SAN FRANCISCO, Calif. (KRON) – Many across the nation are reacting to the death of 35-year-old Christina Yuna Lee, the woman who was stabbed to death in her New York City apartment after being followed.
Police arrested 25-year-old Assamad Nash on charges of murder and burglary.
Lee’s death has sparked rallies protesting violence against Asian Americans in the Chinatown neighborhood of New York City.
Local groups here in the Bay Area say this tragedy hits close to home.
“This one was pretty tough. This one was hard. That video of me last night about the tips, I made it around 1 am because I couldn’t sleep and I wanted to do something,” Hudson Liao said.
Founder of San Francisco community organization, Asians Are Strong, Hudson Liao was emotional on Tuesday, talking about the murder of the 35-year-old.
“I have family out there and I know the neighborhood they were mentioning for Christina too and it’s scary,” Liao said.
Lee died early Sunday morning after returning home to her Chinatown apartment in New York City.

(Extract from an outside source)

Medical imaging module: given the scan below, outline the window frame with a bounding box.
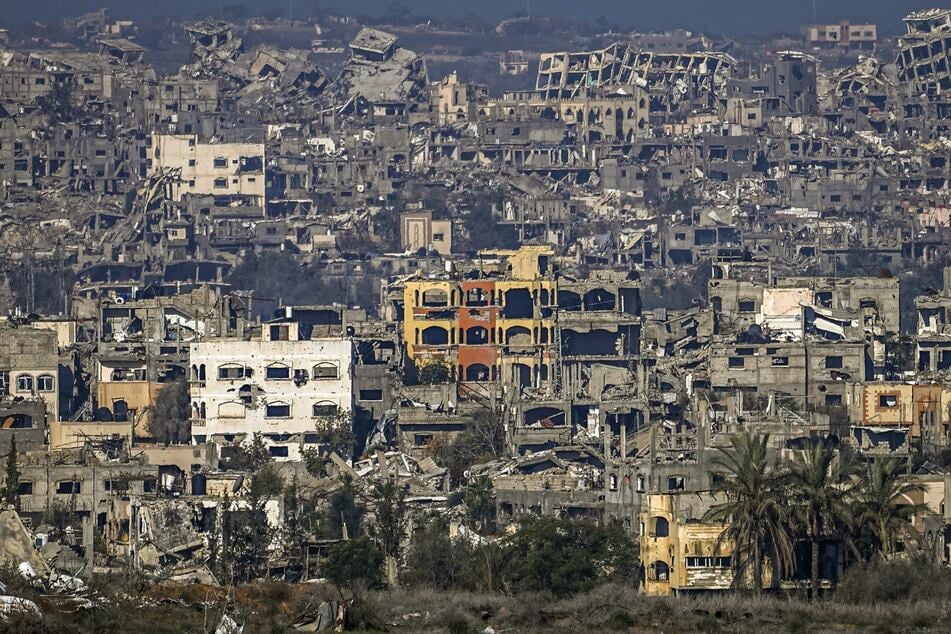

Surveillance video shows the suspect following Lee into her apartment building, where he later forced his way into Lee’s home.
When police finally gained access to her apartment, Lee was found dead in the bathtub, stabbed more than 40 times.
Police found Nash hiding under the bed. He was sponsored Monday night on murder and burglary charges.
Lee’s death comes nearly a month after Berkeley native, Michelle Go, was shoved to her death in front of an oncoming New York City subway train.
“During this time, for the Asian community, I’m urging everyone to be hypervigilant until things feel calm and I don’t want to fearmonger you know? I don’t want people to live in a constant state of paranoia but I’d rather you be safe than sorry,” Liao said.
Liao’s active in the mixed Martial Arts and Muay Thai scene throughout the city.
He began raising awareness and protesting the violence against the Asian community last year through his nonprofit, which provides free resources and self-defense lessons.
With news of Lee’s attack, Liao insists people have a game plan if they find themselves in dangerous situations. He says always trust your gut and be aware of your surroundings.
“How to check behind your back if you’re being followed in a more subtle way, you can pretend your sneezing and look over your shoulder. You can stop and look into your bag like you’re looking for something and survey around you what people are doing. If you identify someone following you, you can see if their behavior changes when your behavior changes. If you stop and they stop then that’s a red flag,” Liao said.
If nearby businesses are open, Liao recommends finding a safe place to rush into to call for help.